While the imaging methods have improved the diagnosis, also thanks to the contribution of artificial intelligence techniques, thanks to which it is also possible to define a stratification of the patient's risk, both in terms of disease progression and death, and in terms of post-infection sequelae [36-54], the progress in the field of treatment still remains to be understood. To date, a defined treatment for Covid-19 infection has not been introduced. There may be different therapeutic options, many of them based on symptom control, and the possibility of using one class or another depends on the disease severity and timing of onset [55-66]. Monoclonal antibodies (mAbs) have transformed the treatment of several diseases, including cancer and inflammatory or autoimmune conditions, and are a new first line for the treatment of infectious diseases. An unprecedented number of mAbs have been developed over the past year to combat coronavirus disease 2019 (COVID-19) [67-73]. However, considering that RNA viruses, as SARS-CoV-2, are evolving biological entities, it is known that these entities can escape the immunity elicited by infection, vaccination, or mAb administration [74]. Antiviral agents represent a major advance in the COVID-19 patient therapeutic management, leading to a substantial reduction in SARS-CoV-2-related complications and mortality [73]. Currently available agents are expensive and the efficacy has not been demonstrated for several subtypes [73]. In this scenario, a correct patient selection should be carried out according to a rigorous study protocol that considers the time of drug administration so as the imaging tools that could objectively select the patient [75-91]. Although ultrasounds (US) have been suggested by various scientific societies as a tool to be used in selected cases [92-94], the possibility of a wide using make them a suitable tool in the patient risk assessment [95-104]. The introduction of different evaluation scores also make the assessment objectively and non-operator dependent [105-115].
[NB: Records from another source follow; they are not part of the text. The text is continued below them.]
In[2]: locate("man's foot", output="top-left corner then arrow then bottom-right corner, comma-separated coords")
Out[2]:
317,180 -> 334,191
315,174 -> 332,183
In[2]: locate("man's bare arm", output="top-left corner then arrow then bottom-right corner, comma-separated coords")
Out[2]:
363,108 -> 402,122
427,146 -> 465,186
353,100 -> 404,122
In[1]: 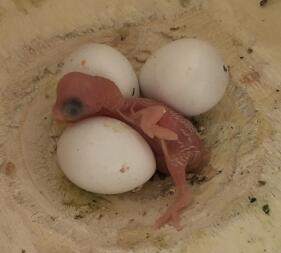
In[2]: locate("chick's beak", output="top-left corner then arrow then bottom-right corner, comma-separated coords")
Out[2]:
52,105 -> 65,122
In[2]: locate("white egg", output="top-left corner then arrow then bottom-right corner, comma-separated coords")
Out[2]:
139,38 -> 229,116
60,43 -> 139,97
57,117 -> 156,194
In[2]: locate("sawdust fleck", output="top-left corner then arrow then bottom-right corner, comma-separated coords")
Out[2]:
2,161 -> 16,176
240,69 -> 260,84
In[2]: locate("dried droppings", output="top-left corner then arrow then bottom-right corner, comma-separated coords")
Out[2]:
248,196 -> 257,203
223,65 -> 228,72
258,180 -> 266,186
247,48 -> 253,54
21,250 -> 26,253
131,88 -> 135,96
142,211 -> 147,216
240,56 -> 244,59
260,0 -> 268,7
276,89 -> 280,92
262,204 -> 270,215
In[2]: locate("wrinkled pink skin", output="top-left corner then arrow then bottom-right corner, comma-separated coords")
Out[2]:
53,72 -> 209,230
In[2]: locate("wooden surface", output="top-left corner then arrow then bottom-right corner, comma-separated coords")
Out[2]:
0,0 -> 281,252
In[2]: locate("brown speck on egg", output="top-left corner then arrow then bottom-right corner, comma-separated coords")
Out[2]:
81,59 -> 86,66
120,165 -> 130,173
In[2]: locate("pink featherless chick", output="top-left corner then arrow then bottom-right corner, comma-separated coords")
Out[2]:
53,72 -> 209,229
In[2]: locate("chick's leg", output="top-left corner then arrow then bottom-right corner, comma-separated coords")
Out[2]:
155,141 -> 192,230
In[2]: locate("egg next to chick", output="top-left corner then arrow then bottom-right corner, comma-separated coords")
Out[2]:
57,117 -> 156,194
60,43 -> 139,97
139,38 -> 229,116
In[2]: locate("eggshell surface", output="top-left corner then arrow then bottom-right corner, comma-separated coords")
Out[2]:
139,38 -> 229,116
57,117 -> 156,194
61,43 -> 139,97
Aim is this study is to assess the US role and efficacy, as qualitatively as semi-quantitatively diagnostic tool, in the Covid-19 patient treatment selection, using patient triage as gold standard.
Methods
Patient characteristics
This retrospective study was conducted according to the guidelines of the Declaration of Helsinki and approved by the Institutional Ethics Committee IRCCS L. Spallanzani. Data acquisition and analysis were performed in compliance with the protocols approved by the National Institute for Infectious Diseases IRCCS L. Spallanzani Ethics Committee (Ethical Approval Number 164, 26 June 2020). The Local Ethical Committee board, considering the ongoing epidemic emergency, renounced patient informed consent.
Out-patients admitted to the Covid-19 clinic to be treated with mAb or retroviral therapies, within five days of Covid-19 symptoms onset, and undergoing lung ultrasound were selected between December 2021 and May 2022, according to the following inclusion criteria: (1) patients with proven variant COVID-19 infection Omicron and Delta; (2) patients with known COVID-19 vaccination with at least two doses; (3) patients with ultrasound images at baseline. Exclusion criteria were: (1) patients without ultrasound images at baseline, (2) patients with no clinical follow-up.
Ultrasound procedures and images assessment
Lung US (LUS) was performed by expert radiologists, with > 5 years of experience in lung evaluation, and an adequate personal protective equipment. An US system (Acuson Juniper, Siemens-Healthineers, Germany) with convex 3.5–5 MHz and linear 4–8 MHz probes, dedicated to COVID-19 patients, was used. Covers for the probes and the US machine console were used during the procedure.
Examinations were performed with patients in a sitting position, systematically scanning the anterior and posterior portions of each hemithorax. A convex probe was initially used to obtain a panoramic view of the pleural line and ultrasound artifacts associated with the status of the lung parenchyma (A-lines, B-lines, and consolidations). Then, to obtain a more detailed study of the appearance of the pleural line and subpleural abnormalities, the radiologist used a linear probe.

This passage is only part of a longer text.